While I don’t understand the Myriad vilification, they are not without blame. Myriad was advised to live with the district court decision. No one would have followed that decision; it would have been a non-event. But they appealed to the Federal Circuit. The Federal Circuit did the right thing, twice, following Supreme Court precedent and the Patent Statute. But the Supreme Court couldn’t leave well enough alone, and Myriad did their best to hide the winning argument. Did you know that Myriad never denied the test to anyone, even if the patient had no insurance? I doubt you did, because that never appeared in any filings or articles other than ones I wrote. I heard it from high-ranking officials of Myriad in a public forum once, and then never again. So the dispute wasn’t, as the ACLU and others claimed, about denying the test. It was about whether a patent could be used to deny a second opinion. Of course, that was never how Myriad framed the issue. Why, I don’t know, because I think it would have been a very different battle. In any event, without the truth in front of them, the Supreme Court did what we all feared they would, which is throw out decades of settled patent law in the name of stripping Myriad of its patents.

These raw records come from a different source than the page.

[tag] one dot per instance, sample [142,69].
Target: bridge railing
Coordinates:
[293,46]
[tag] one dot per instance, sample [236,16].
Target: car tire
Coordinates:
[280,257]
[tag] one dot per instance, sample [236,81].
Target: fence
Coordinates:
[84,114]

Faced with a terrible Supreme Court decision that effectively overruled Diamond v. Chakrabarty, Myriad doubled down, and started suing people again on its patents. Why not just rely on the trade secrets that everyone knows Myriad has, which makes the Myriad test far more accurate then the other newbie entrants who would prefer to pretend that the Myriad test is nothing special. If it isn’t special, then why can’t they predict with the same accuracy? Oh right, because of the trade secrets that some now claim should be laid open for public inspection.